Clayton, conocido por encabezar la ofensiva judicial contra la cúpula política sinaloense, coordinará desde la Agencia de Seguridad Nacional (NSA) las operaciones de vigilancia que incluyen satélites, intervenciones telefónicas y acciones de campo en la frontera. Esto significa que el caso Rocha Moya trasciende los tribunales y se convierte en una prioridad estratégica para la Casa Blanca.

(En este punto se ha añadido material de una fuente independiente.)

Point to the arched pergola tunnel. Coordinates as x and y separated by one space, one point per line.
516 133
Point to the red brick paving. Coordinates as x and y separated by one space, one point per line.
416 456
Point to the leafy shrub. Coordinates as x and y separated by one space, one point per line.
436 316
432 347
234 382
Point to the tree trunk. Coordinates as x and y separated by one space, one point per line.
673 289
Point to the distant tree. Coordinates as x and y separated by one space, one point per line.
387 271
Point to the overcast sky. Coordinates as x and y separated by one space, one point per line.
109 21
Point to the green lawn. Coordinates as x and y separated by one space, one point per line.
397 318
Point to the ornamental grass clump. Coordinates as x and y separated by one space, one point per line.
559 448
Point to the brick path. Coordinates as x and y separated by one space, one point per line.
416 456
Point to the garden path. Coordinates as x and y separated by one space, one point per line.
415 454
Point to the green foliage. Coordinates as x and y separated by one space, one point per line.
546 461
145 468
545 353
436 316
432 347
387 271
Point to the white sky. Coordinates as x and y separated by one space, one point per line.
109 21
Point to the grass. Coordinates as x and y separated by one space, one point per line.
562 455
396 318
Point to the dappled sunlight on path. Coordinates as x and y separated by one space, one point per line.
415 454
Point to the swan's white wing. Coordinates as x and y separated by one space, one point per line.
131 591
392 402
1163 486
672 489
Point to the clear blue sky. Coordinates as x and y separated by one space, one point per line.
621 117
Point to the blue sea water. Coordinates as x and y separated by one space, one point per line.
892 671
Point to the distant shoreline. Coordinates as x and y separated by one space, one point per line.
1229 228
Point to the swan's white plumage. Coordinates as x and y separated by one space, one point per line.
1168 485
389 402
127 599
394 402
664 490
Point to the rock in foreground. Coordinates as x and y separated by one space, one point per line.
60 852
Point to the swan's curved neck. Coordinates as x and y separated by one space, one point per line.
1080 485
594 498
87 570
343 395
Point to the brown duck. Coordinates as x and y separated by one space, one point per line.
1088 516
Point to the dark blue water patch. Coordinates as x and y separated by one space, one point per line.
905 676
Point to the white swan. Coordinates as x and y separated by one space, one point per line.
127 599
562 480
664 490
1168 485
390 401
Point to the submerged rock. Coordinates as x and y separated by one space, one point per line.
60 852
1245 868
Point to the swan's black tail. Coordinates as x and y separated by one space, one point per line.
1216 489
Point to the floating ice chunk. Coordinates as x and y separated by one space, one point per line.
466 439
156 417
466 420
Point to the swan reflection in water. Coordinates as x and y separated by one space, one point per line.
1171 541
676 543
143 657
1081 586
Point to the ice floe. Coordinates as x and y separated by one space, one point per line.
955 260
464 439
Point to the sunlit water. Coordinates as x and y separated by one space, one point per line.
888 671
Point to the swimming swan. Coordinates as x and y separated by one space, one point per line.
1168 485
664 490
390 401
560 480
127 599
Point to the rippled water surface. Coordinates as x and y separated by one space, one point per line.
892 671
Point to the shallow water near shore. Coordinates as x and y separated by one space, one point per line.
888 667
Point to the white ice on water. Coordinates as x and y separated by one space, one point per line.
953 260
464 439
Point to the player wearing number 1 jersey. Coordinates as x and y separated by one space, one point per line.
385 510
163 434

Desde el 29 de abril, cuando Clayton anunció formalmente las acusaciones contra Rocha Moya, el senador Enrique Inzunza y el alcalde con licencia de Culiacán, Juan de Dios Mendívil, el gobierno mexicano ha intentado minimizar el impacto, calificando a la Fiscalía de Nueva York como “una oficina más”. Sin embargo, la nominación de Clayton desmonta esa narrativa y coloca a la investigación en la cúspide de la política exterior estadounidense hacia México.
El expediente sostiene que la red criminal operaba con amparo político y financiero dentro del gobierno de Sinaloa, y se fortaleció con la colaboración de dos exfuncionarios clave: el general en retiro Gerardo Mérida Sánchez y Enrique Alfonso Díaz Vega, quienes ya están en Estados Unidos aportando información.
Este nombramiento llega en un momento de máxima tensión diplomática y deja a la presidenta Claudia Sheinbaum en una posición vulnerable, pues la estrategia de defensa mexicana basada en cuestionar la legitimidad de las investigaciones enfrenta ahora un desafío directo desde la máxima autoridad en inteligencia de Estados Unidos.
En resumen, el caso Rocha Moya ya no es solo un asunto judicial, sino un elemento central en la relación bilateral, con un fiscal que persigue a políticos mexicanos al mando del espionaje estadounidense. Un giro que, sin duda, marcará la agenda de seguridad y política exterior en los próximos meses.